Figure 4.

TBCE knockdown led to a proliferating phenotype in both primary murine VSMCs and in TBCE-silenced HAoSMCs. Confirmation of ER stress induction in vitro. Representative immunofluorescence images of (A) primary VSMCs isolated from murine aortas, stained for DAPI (blue), TBCE (green) and α-tubulin (magenta) (upper panel) or phalloidin (green, F-actin; n = 3 representative images per group), α-tubulin (magenta) and DAPI (blue) (lower panel) as cellular morphology markers; and (B) primary VSMCs isolated from murine aortas (±AngII treatment) were stained for DAPI (blue), α-tubulin (magenta) and calnexin (cyan).
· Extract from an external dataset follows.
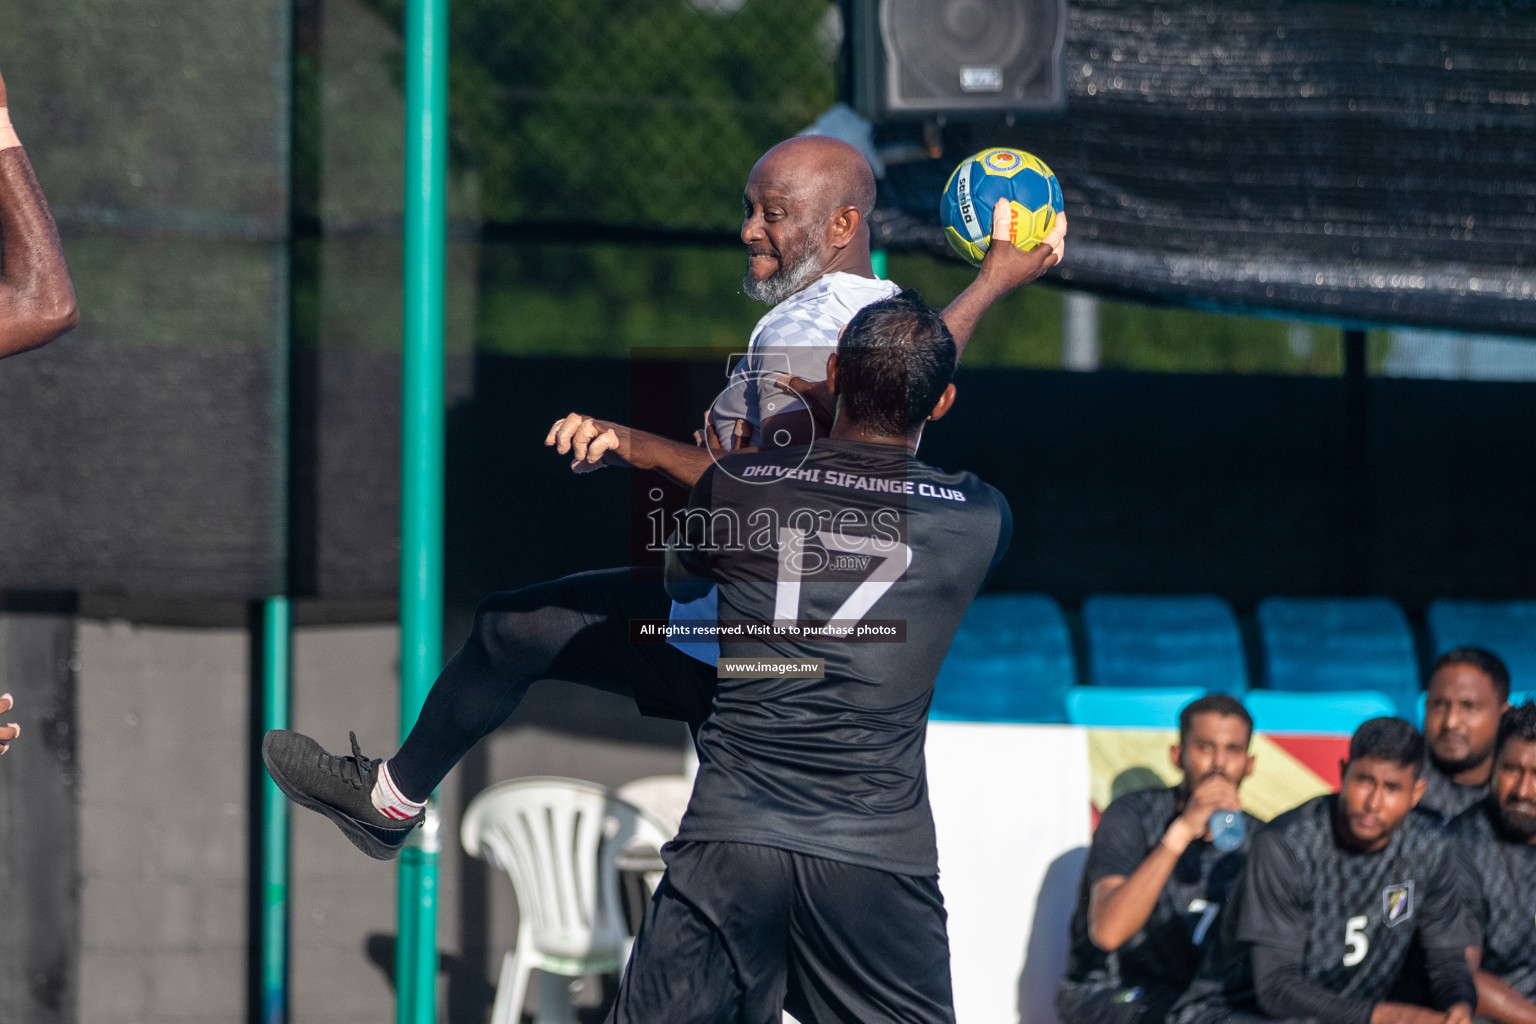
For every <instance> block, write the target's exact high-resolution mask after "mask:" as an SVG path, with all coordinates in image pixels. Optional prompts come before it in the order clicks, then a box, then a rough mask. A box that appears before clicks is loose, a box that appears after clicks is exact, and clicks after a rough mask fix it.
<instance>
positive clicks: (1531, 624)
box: [1427, 600, 1536, 689]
Graphs of integrated fluorescence intensity of (C) TBCE/DAPI (n = 3–4 per group) (D) α-tubulin/DAPI (n = 7–8 per group) (E) Calnexin/DAPI (n = 5–9 per group) (F) MTT proliferation assay of primary VSMCs (±AngII treatment) (n = 3–7 per group). Representative immunofluorescence images of (G) human aortic VSMCs (HAoSMCs) transfected with negative control siRNA (NgCTL) or with TBCE siRNA stained for DAPI (blue), TBCE (green), and α-tubulin (magenta) (upper panel) or phalloidin (green, F-actin; n = 3 representative images per group), α-tubulin (magenta) and DAPI (blue) (lower panel) as cellular morphology markers; and of (H) transfected HAoSMCs (± AngII treatment) stained for DAPI (blue), α-tubulin (magenta), and calnexin (cyan). Graphs of integrated fluorescence intensity of (I) TBCE/DAPI (n = 4 per group) (J) α-tubulin/DAPI (n = 6 per group) (K) Calnexin/DAPI (n = 4–3 per group) (L) MTT proliferation assay of primary VSMCs (±AngII treatment) (n = 4 per group) (Tukey’s multiple comparison test; one-way ANOVA; different numbers in the in vitro experiments refer to individual experiments).